Tu stessa hai seguito la misura PRIMA nel tuo percorso professionale. Quali consigli hai ricevuto allora? Sono gli stessi che dai oggi ai partecipanti?
Io ho seguito la misura PRIMA nel dicembre 2013 e i suggerimenti che ho ricevuto e che tuttora continuiamo a trasmettere sono, innanzitutto, la creazione e/o il mantenimento di una buona rete sociale e questo consiglio bisogna ritenerlo davvero importante. Altro aspetto significativo, che tutt’oggi manteniamo, era la centralità del partecipante alla misura: noi eravamo la priorità dei coach. Inoltre, anche allora si prestava particolare attenzione alla dinamica di gruppo tant’è che con le persone della mia volata siamo rimasti in contatto per quasi dieci anni.
L’obiettivo principale è di ritrovare un impiego. Quali sono i vantaggi della misura PRIMA?
Se durante il periodo di disoccupazione si è a casa da soli e non si ricevono che risposte negative, si può presto perdere l’autostima. Il punto forte di PRIMA è la sua dimensione presenziale: noi mettiamo a disposizione dei partecipanti delle postazioni di lavoro dove possono istallarsi come se fossero davvero in azienda, così da stimolarli ad uscire di casa. È altrettanto importante che siano tra pari in quanto tutti i partecipanti sono dei quadri dirigenti, altamente qualificati, specialisti, che “parlano la stessa lingua”. Siccome non vi sono criteri d’età, altra ricchezza di PRIMA è l’aspetto intergenerazionale: qui si possono incontrare giovani professionisti che hanno appena ottenuto un master con persone che sono molto vicine alla pensione e ciò che ne esce è un proficuo scambio reciproco.
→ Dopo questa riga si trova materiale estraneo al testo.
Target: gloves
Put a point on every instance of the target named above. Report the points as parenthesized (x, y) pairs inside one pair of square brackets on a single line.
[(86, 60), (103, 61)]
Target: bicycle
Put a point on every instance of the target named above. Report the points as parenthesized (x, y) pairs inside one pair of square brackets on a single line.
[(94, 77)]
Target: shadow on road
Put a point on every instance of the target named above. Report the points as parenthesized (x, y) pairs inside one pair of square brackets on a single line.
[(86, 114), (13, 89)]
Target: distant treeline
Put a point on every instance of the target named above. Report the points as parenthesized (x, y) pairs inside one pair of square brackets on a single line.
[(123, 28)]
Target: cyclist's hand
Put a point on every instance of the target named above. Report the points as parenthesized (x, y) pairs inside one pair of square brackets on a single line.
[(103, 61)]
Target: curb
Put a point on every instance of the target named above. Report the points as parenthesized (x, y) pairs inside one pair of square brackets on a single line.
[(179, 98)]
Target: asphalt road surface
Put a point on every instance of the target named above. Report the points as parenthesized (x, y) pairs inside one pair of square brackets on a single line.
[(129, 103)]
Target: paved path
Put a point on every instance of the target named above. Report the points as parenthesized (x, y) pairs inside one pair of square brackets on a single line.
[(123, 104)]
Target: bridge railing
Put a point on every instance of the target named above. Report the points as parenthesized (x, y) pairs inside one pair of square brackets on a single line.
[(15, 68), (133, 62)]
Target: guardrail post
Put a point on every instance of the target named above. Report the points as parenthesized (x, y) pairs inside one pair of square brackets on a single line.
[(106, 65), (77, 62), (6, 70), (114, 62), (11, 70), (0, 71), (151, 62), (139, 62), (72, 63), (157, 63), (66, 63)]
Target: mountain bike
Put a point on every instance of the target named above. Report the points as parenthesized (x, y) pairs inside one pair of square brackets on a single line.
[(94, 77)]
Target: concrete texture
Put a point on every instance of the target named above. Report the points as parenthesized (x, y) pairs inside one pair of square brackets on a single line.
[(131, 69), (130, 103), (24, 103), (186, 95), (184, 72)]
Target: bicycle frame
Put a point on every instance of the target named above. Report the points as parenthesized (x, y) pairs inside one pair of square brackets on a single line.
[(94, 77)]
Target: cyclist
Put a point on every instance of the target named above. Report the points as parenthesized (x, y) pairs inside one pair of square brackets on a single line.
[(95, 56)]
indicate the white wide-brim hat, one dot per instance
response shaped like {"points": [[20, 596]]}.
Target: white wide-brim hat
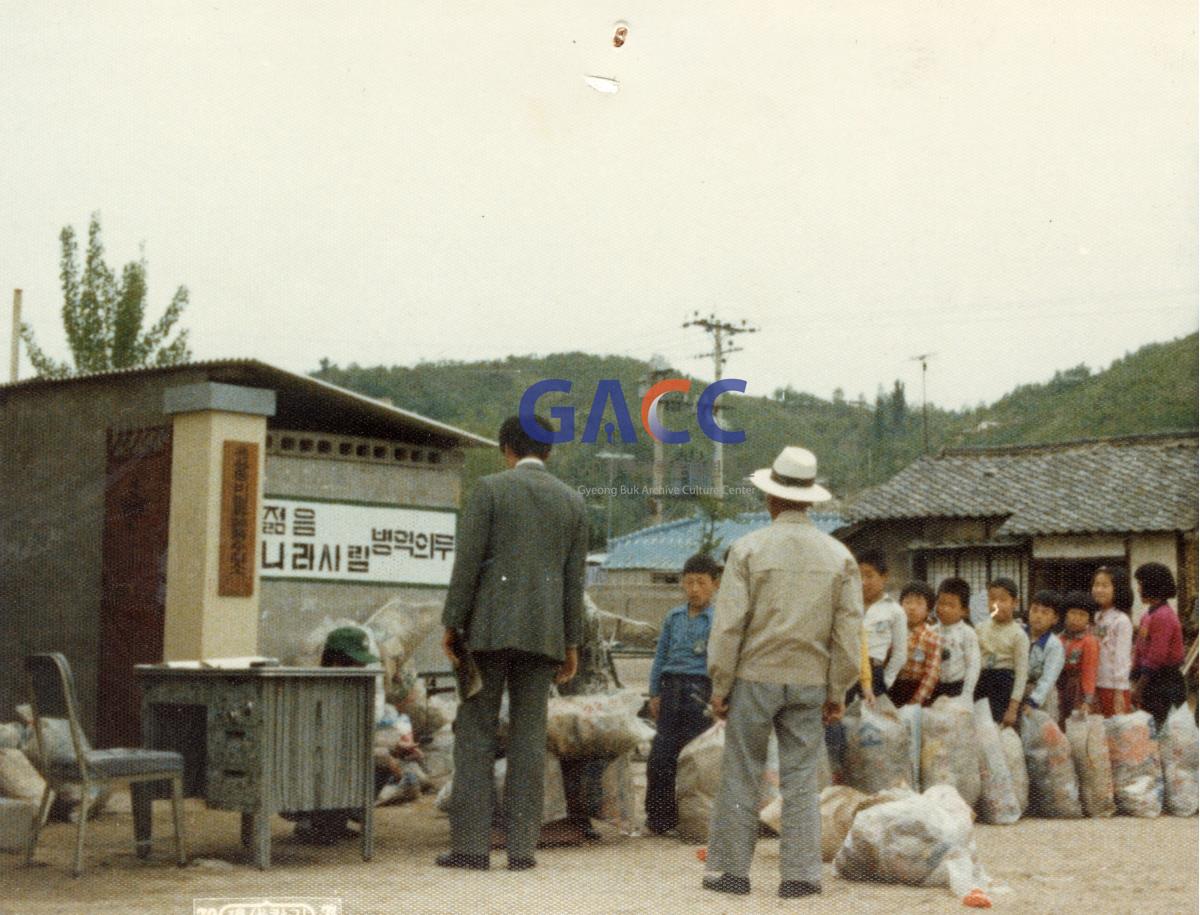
{"points": [[792, 477]]}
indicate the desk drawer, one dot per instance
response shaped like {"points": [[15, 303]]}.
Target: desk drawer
{"points": [[232, 789]]}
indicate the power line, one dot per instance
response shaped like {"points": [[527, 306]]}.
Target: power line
{"points": [[721, 330]]}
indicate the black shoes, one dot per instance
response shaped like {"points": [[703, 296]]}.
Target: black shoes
{"points": [[461, 859], [796, 889], [726, 883]]}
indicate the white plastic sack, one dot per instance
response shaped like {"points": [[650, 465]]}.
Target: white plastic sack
{"points": [[1014, 757], [12, 735], [437, 755], [877, 752], [839, 806], [948, 748], [18, 778], [911, 716], [997, 796], [1137, 765], [1090, 752], [401, 626], [594, 727], [699, 778], [1054, 785], [921, 839], [1177, 743], [618, 802], [553, 796]]}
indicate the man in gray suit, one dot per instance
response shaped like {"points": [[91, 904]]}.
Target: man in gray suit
{"points": [[516, 593]]}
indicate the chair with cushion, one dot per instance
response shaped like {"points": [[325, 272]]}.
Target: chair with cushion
{"points": [[53, 697]]}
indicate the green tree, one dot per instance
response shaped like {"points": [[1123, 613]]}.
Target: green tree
{"points": [[103, 315]]}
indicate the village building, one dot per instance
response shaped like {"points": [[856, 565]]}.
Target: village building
{"points": [[1043, 514], [210, 509], [640, 575]]}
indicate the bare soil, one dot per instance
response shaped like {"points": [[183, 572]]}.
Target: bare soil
{"points": [[1051, 866]]}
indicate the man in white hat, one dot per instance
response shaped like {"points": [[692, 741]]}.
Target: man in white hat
{"points": [[783, 651]]}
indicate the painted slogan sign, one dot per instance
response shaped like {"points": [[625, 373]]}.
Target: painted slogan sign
{"points": [[355, 542]]}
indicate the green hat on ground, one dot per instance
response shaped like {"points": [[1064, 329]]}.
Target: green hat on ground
{"points": [[352, 643]]}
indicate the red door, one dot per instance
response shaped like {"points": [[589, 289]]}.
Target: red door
{"points": [[133, 599]]}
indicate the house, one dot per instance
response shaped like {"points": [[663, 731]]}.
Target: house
{"points": [[211, 509], [640, 575], [1044, 515]]}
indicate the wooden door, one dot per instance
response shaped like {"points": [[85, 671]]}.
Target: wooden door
{"points": [[133, 599]]}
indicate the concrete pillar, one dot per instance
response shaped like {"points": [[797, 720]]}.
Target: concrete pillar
{"points": [[201, 622]]}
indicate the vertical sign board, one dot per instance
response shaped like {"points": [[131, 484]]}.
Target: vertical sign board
{"points": [[133, 578], [239, 516], [369, 543]]}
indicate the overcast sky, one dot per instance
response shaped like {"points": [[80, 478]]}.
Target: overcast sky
{"points": [[1009, 185]]}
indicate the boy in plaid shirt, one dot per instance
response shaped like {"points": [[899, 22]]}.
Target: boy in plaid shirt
{"points": [[918, 677]]}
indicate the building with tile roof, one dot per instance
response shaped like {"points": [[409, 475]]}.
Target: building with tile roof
{"points": [[1045, 515], [209, 509]]}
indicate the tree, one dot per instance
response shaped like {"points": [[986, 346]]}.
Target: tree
{"points": [[103, 315]]}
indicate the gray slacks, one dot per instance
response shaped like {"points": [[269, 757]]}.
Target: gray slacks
{"points": [[528, 679], [795, 713]]}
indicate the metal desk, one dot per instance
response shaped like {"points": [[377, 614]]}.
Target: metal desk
{"points": [[263, 741]]}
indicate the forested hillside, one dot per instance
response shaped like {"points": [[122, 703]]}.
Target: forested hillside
{"points": [[858, 443]]}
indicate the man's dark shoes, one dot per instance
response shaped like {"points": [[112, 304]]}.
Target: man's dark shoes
{"points": [[796, 889], [461, 859], [726, 883]]}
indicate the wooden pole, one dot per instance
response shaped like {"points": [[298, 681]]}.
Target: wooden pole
{"points": [[15, 353]]}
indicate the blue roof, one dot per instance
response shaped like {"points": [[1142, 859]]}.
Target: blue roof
{"points": [[667, 546]]}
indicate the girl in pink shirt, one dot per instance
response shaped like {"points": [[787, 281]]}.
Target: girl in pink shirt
{"points": [[1158, 651]]}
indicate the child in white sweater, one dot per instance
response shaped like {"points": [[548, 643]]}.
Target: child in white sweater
{"points": [[960, 646]]}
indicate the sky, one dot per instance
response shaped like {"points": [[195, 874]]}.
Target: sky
{"points": [[1012, 186]]}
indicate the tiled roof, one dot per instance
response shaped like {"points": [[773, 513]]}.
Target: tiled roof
{"points": [[303, 400], [1113, 485], [666, 546]]}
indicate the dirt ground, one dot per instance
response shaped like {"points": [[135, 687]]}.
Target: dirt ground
{"points": [[1051, 866]]}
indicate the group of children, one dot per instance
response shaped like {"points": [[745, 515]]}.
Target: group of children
{"points": [[1073, 651]]}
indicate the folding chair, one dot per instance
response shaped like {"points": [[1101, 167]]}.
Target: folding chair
{"points": [[53, 695]]}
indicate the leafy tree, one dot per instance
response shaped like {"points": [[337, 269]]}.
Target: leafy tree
{"points": [[103, 315]]}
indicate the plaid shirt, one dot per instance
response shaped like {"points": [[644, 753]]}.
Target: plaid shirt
{"points": [[924, 661]]}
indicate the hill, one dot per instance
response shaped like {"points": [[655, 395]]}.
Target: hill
{"points": [[1153, 389]]}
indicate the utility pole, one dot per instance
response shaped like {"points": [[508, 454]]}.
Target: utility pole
{"points": [[15, 354], [924, 402], [658, 371], [721, 332], [612, 456]]}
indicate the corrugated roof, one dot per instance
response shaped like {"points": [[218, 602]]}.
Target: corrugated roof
{"points": [[303, 402], [1105, 485], [666, 546]]}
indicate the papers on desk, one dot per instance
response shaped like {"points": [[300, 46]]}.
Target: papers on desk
{"points": [[252, 661]]}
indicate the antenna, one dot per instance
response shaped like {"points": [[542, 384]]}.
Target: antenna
{"points": [[924, 402]]}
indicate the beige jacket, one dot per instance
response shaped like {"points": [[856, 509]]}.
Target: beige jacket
{"points": [[790, 610]]}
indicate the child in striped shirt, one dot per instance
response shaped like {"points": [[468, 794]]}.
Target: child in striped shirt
{"points": [[1077, 683], [1006, 655], [960, 647], [918, 677], [1045, 653]]}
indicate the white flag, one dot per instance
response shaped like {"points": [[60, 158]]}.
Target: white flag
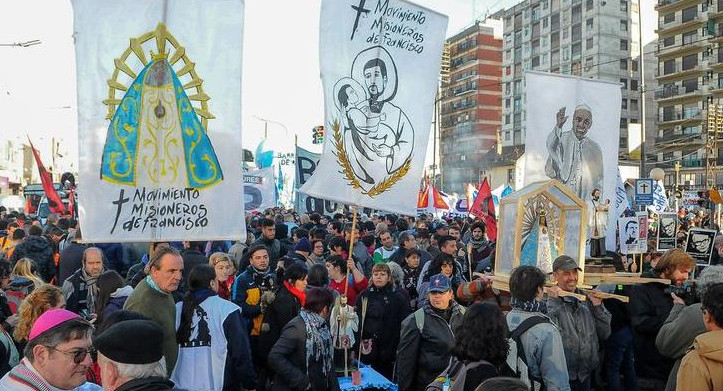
{"points": [[159, 119], [380, 63], [259, 189]]}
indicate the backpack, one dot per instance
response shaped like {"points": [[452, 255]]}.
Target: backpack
{"points": [[516, 358], [453, 378]]}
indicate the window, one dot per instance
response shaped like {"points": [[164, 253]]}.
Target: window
{"points": [[689, 37], [690, 61], [689, 14]]}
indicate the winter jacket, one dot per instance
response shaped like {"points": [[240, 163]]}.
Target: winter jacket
{"points": [[677, 335], [649, 307], [702, 367], [217, 354], [246, 293], [386, 308], [544, 352], [191, 259], [71, 259], [280, 312], [582, 326], [40, 251], [423, 354], [116, 302], [288, 360]]}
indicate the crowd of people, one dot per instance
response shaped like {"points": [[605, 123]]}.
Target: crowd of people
{"points": [[306, 299]]}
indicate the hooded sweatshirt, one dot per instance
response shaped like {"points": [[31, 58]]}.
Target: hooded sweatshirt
{"points": [[702, 367]]}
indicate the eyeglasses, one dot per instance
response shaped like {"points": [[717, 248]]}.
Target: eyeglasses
{"points": [[77, 354]]}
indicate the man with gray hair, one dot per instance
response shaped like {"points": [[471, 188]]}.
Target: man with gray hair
{"points": [[574, 159], [57, 355], [685, 322], [130, 357], [80, 289]]}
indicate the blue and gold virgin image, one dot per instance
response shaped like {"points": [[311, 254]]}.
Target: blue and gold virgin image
{"points": [[156, 137]]}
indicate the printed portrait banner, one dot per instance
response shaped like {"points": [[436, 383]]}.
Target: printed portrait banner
{"points": [[629, 229], [259, 189], [572, 135], [380, 62], [159, 119], [700, 245], [667, 231]]}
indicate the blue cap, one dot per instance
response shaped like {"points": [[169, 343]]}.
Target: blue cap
{"points": [[439, 283]]}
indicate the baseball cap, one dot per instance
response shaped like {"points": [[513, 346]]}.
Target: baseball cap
{"points": [[51, 319], [564, 262], [439, 283]]}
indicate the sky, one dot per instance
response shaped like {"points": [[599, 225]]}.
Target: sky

Quale profilo si deve avere per poter partecipare a PRIMA?
La misura è dedicata ai quadri dirigenziali, agli specialisti e alle persone qualificate, ma non vi sono criteri né di età né di professione o gerarchici. La maggioranza dei partecipanti sono uomini tra i 45 e i 55 anni; i settori professionali da cui provengono dipendono molto dalle fluttuazioni del mercato del lavoro, in questo momento -ad esempio- accogliamo diversi bancari e specialisti del marketing.
Oltre alle persone in disoccupazione assegnateci dagli Uffici regionali di collocamento, ospitiamo anche beneficiari dell’assicurazione invalidità che con questa misura hanno l’obiettivo di riadattarsi progressivamente alla vita sociale, quindi il nostro lavoro consiste nella riabilitazione professionale di queste persone che, tra l’altro, possono accedere a degli atelier specifici.
Da quando sei a PRIMA hai potuto notare un’evoluzione dei problemi che i partecipanti devono affrontare?
Sì, costato che siano diventati più complessi: la persona che frequenta la misura non è “solo” in disoccupazione, ma spesso è anche confrontata con problemi di salute o familiari, o deve occuparsi di genitori anziani o figli con bisogni specifici. Ho anche l’impressione che le aziende siano più restie a prendere nuovi impegni: preferiscono trovare delle soluzioni interne al posto di assumere nuovi dipendenti, soprattutto perché il processo di reclutamento potrebbe durare mesi e per evitare un ingaggio sbagliato.
Ma devo dire che ci sono anche cambiamenti positivi, ad esempio che la disoccupazione è più accettata di una decina di anni fa, a suo tempo avevamo addirittura dei partecipanti che non lo dicevano nemmeno ai loro parenti.